In August 2014, the European Space Agency made history by successfully putting their Rosetta spacecraft in orbit around Comet 67P during its most recent trip through the Solar System.
Rosetta ended its mission by crash-landing into the comet last year, but images captured during its two years in orbit have now revealed that the comet's surface changed more dramatically and rapidly than expected as it approached the Sun.
As Comet 67P made its closest approach to the Sun, Rosetta saw three strange events occur on the surface: slopes retreating as fast as 5.4 metres (17.7 feet) per day; a boulder the size of a truck rolling more than the length of a football pitch; and the collapse of a 100-metre (328-foot) cliff - the first images of an avalanche ever captured on a comet.
Researchers have always suspected that the surface of a comet would be volatile as it approached the Sun, but this is the first time they've been able to collect substantial evidence of that happening - and they weren't expecting anything quite so dramatic.
"As comets approach the Sun, they go into overdrive and exhibit spectacular changes on their surface," said lead researcher Ramy El-Maarry, a member of the US Rosetta team over at the University of Colorado Boulder.
"This is something we were not able to really appreciate before the Rosetta mission, which gave us the chance to look at a comet in ultra-high resolution for more than two years."
Like most comets, Comet 67P has an elliptical orbit, which means it spends the majority of its time in the frozen depths of the outer Solar System.
Every 6.45 years or so, the comet travels through the inner Solar System, allowing the Sun's rays begin to warm the ice on and near the comet's surface - usually turning it straight into steam that can cause huge, unpredictable outbursts.
Based on Rosetta's images, the team now thinks the heating process is more complex than they previously imagined.
One of the most dramatic things they saw was the collapse of a huge cliff, triggering a landslide that exposed some of the interior body of Comet 67P.
You can see this happening between December 2014 and March 2016 below:
The team thinks this collapse was caused by a large outflow of gas triggered by the Sun's rays heating up the comet's water content - and the images provide them with the first substantial evidence that these blasts of gas can cause avalanches on a comet.
But something else appears to have caused some of the other changes that Rosetta spotted - such as a huge crack forming in the neck of the comet, which could eventually decapitate it.
At the start of Rosetta's observations, the crack was around 487 metres (1,600 feet) in length - just slightly longer than the Empire State Building is tall.

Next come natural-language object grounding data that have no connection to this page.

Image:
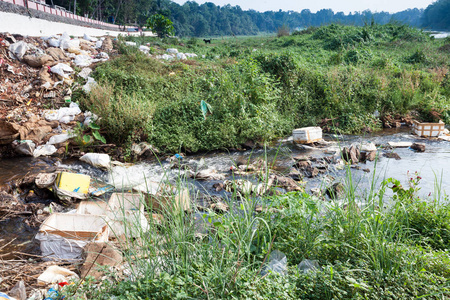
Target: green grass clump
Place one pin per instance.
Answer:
(372, 247)
(260, 88)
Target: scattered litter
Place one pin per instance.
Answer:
(277, 263)
(44, 150)
(64, 114)
(83, 60)
(307, 135)
(63, 236)
(85, 73)
(18, 49)
(97, 160)
(56, 274)
(399, 144)
(428, 129)
(91, 83)
(62, 70)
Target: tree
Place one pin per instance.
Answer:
(160, 25)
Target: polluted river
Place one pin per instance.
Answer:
(324, 167)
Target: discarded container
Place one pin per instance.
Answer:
(99, 160)
(307, 135)
(72, 182)
(428, 129)
(63, 236)
(99, 208)
(7, 133)
(76, 226)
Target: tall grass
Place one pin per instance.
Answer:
(368, 246)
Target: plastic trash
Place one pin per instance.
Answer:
(62, 70)
(91, 83)
(89, 118)
(58, 115)
(55, 274)
(4, 297)
(83, 60)
(277, 263)
(53, 42)
(24, 147)
(90, 38)
(181, 56)
(308, 265)
(19, 49)
(45, 180)
(67, 43)
(44, 150)
(85, 73)
(144, 49)
(97, 160)
(58, 139)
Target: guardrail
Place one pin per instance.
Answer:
(59, 11)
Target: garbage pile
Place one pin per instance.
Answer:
(37, 74)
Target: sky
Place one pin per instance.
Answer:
(336, 5)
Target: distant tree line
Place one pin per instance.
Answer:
(192, 19)
(437, 15)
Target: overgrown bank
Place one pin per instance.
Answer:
(259, 89)
(378, 247)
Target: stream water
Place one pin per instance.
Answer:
(433, 166)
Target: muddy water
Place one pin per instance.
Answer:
(433, 166)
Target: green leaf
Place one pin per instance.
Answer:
(94, 126)
(99, 137)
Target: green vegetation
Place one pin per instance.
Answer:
(208, 19)
(261, 88)
(436, 16)
(376, 247)
(161, 25)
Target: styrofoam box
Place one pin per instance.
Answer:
(76, 226)
(307, 135)
(428, 129)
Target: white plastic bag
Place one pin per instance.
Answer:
(44, 150)
(90, 38)
(89, 85)
(181, 56)
(144, 49)
(57, 139)
(55, 247)
(97, 160)
(60, 114)
(62, 70)
(55, 274)
(83, 60)
(85, 73)
(53, 43)
(66, 44)
(19, 49)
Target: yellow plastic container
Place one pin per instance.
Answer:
(73, 182)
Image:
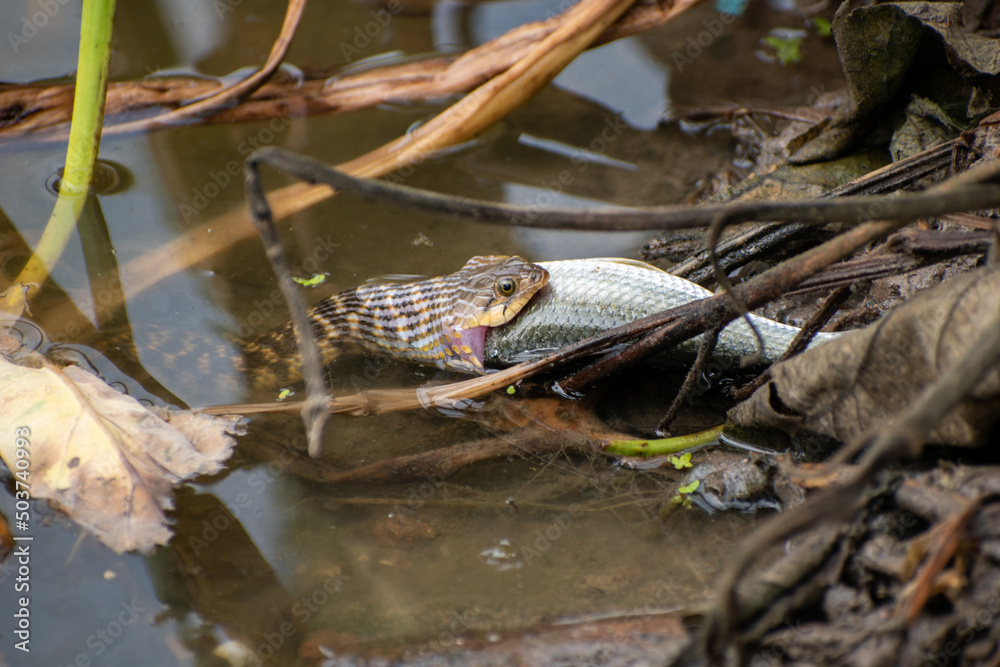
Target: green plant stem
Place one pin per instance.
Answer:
(84, 139)
(665, 445)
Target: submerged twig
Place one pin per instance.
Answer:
(314, 407)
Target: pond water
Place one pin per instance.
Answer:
(501, 545)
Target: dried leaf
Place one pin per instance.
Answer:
(108, 462)
(859, 381)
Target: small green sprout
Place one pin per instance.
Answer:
(682, 461)
(786, 49)
(822, 26)
(315, 279)
(689, 488)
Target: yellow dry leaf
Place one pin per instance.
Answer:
(109, 462)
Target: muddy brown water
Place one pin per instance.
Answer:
(502, 545)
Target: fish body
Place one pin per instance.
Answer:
(586, 297)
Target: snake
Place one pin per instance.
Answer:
(497, 311)
(440, 321)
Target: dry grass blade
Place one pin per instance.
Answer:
(577, 29)
(379, 401)
(45, 107)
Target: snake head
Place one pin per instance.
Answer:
(489, 291)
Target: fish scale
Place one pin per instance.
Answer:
(586, 297)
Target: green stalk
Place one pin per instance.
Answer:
(84, 139)
(664, 446)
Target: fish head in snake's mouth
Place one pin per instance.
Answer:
(490, 291)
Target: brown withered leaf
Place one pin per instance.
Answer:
(107, 461)
(847, 386)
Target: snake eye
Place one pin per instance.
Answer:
(506, 286)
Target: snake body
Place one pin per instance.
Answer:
(440, 322)
(497, 311)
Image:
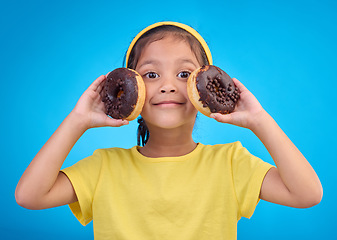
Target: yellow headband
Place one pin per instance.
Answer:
(183, 26)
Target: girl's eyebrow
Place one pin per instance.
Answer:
(149, 62)
(186, 60)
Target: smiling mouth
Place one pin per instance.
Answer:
(168, 103)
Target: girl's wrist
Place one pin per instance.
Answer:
(78, 121)
(258, 120)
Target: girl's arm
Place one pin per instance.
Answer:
(294, 182)
(42, 185)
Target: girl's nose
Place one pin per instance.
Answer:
(164, 91)
(168, 86)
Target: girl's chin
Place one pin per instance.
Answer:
(169, 122)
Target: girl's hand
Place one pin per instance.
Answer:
(90, 108)
(247, 111)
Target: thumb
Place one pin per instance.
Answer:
(224, 118)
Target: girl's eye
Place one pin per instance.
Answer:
(151, 75)
(184, 74)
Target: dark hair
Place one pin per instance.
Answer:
(153, 35)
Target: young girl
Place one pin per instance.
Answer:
(172, 187)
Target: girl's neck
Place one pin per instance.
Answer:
(168, 143)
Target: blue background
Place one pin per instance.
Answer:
(283, 51)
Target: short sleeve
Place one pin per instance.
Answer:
(248, 174)
(84, 176)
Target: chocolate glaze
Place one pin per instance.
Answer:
(217, 90)
(120, 93)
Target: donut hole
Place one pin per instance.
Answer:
(120, 93)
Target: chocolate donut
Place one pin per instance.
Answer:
(123, 94)
(212, 90)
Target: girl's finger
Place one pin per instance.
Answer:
(115, 122)
(224, 118)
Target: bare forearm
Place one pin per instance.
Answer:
(42, 172)
(295, 171)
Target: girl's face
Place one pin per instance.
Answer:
(165, 66)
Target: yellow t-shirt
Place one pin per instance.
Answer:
(200, 195)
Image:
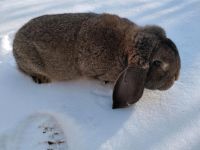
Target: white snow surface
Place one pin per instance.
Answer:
(81, 110)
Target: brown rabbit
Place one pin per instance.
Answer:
(103, 46)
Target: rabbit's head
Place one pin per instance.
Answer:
(153, 63)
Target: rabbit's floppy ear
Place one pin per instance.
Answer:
(129, 87)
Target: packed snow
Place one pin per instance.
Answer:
(77, 115)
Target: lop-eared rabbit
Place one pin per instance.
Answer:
(103, 46)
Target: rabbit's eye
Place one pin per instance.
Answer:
(157, 63)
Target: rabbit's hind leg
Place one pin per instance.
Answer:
(40, 79)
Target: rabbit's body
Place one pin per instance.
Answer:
(103, 46)
(68, 46)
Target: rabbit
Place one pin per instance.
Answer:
(102, 46)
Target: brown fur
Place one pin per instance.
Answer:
(68, 46)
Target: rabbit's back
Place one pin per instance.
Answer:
(46, 45)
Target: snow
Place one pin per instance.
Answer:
(81, 109)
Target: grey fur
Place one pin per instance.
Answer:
(68, 46)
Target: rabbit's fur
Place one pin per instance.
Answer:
(103, 46)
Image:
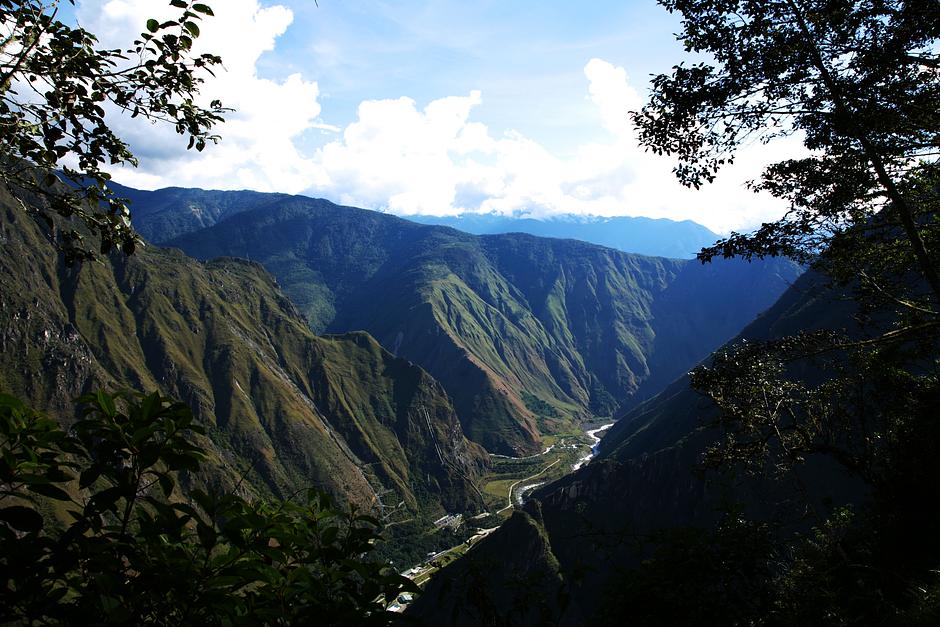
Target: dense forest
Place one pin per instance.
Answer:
(178, 445)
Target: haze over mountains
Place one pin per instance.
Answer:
(441, 345)
(524, 333)
(284, 408)
(643, 236)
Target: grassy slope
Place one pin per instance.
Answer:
(497, 319)
(296, 409)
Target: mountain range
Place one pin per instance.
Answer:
(525, 333)
(576, 540)
(377, 358)
(644, 236)
(284, 408)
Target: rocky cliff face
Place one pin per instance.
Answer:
(284, 408)
(597, 521)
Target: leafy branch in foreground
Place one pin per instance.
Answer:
(92, 524)
(57, 88)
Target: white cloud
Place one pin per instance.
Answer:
(257, 150)
(405, 159)
(437, 160)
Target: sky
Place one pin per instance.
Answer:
(436, 107)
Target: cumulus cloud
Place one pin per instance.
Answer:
(405, 158)
(437, 160)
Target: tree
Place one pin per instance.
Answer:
(860, 81)
(92, 524)
(58, 87)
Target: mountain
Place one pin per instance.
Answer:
(526, 334)
(167, 213)
(644, 236)
(284, 409)
(592, 523)
(164, 214)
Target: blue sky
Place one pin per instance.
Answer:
(437, 107)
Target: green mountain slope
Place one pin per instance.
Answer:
(509, 324)
(284, 408)
(646, 480)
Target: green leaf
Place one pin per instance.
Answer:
(53, 492)
(21, 518)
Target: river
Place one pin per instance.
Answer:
(595, 447)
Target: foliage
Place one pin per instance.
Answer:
(859, 82)
(92, 524)
(57, 88)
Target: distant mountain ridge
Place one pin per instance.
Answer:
(509, 324)
(284, 409)
(644, 236)
(164, 214)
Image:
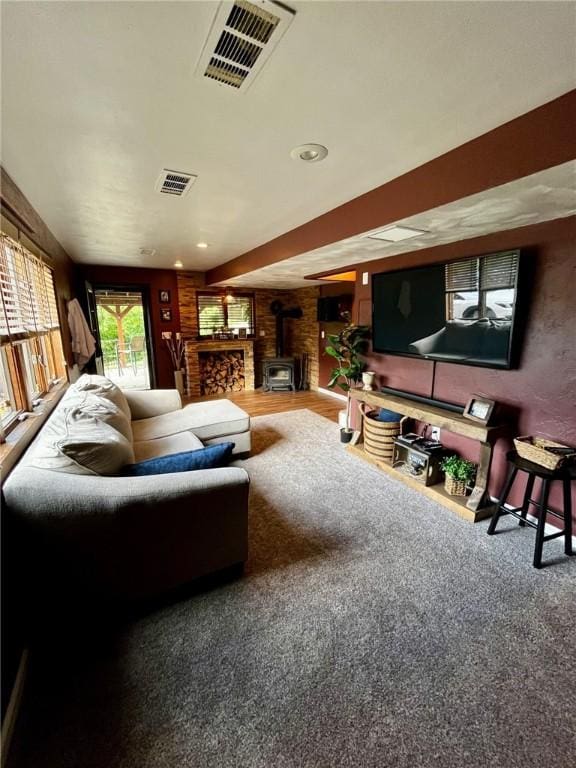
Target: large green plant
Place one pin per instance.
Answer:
(347, 347)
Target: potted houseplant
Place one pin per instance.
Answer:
(458, 473)
(346, 348)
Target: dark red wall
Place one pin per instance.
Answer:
(540, 396)
(154, 280)
(325, 362)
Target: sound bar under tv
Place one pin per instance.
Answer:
(423, 399)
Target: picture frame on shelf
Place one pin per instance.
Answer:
(479, 409)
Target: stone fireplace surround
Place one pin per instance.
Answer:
(191, 357)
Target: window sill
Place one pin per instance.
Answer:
(19, 438)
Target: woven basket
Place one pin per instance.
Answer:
(534, 449)
(454, 487)
(379, 436)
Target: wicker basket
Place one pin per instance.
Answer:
(379, 436)
(454, 487)
(534, 449)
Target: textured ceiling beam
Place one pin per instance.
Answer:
(540, 139)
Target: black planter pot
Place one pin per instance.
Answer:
(346, 436)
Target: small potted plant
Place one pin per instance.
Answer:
(459, 472)
(346, 347)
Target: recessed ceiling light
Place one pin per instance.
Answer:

But in December 2014, it had increased in width by 30.5 metres (100 feet).
And images taken in June 2016 showed a new 150- to 304-metre (500- to 1,000-foot) crack forming in parallel to the original.
"The large crack was in the neck of the comet, a small central part that connects the two lobes," said El-Maarry. "The crack was extending, indicating that the comet may split up one day."
Instead of gas outbursts, the team thinks these cracks were formed as a result of the comet spinning quicker and quicker as it approached the Sun - another strange phenomenon documented by Rosetta.
One of the most dramatic changes on the comet was the shifting of a huge boulder in the Khonsu region on the larger of the two comet lobes.
Rosetta's images showed a boulder roughly the size of a truck and weighing 12,800 tonnes (28.2 million pounds) moving a ridiculous 140 metres (459 feet) - more than 1.5 times the distance of a football pitch.
"The movement could have been triggered in one of two ways: either the material on which it was sitting eroded away, allowing it to roll downslope, or a forceful outburst could have directly lifted it to the new location," explains an ESA press release.
We still have a lot to learn about how comets change as they approach the Sun - information that will be crucial if we ever want to be able to safely land on, and potentially even mine, comets in the future.
But thanks to Rosetta, we now have a better idea of just how volatile the landscape can be, and what causes some of the most dramatic changes.
The research has been published in Science, and was presented this week at the 2017 Lunar and Planetary Sciences Conference in Texas.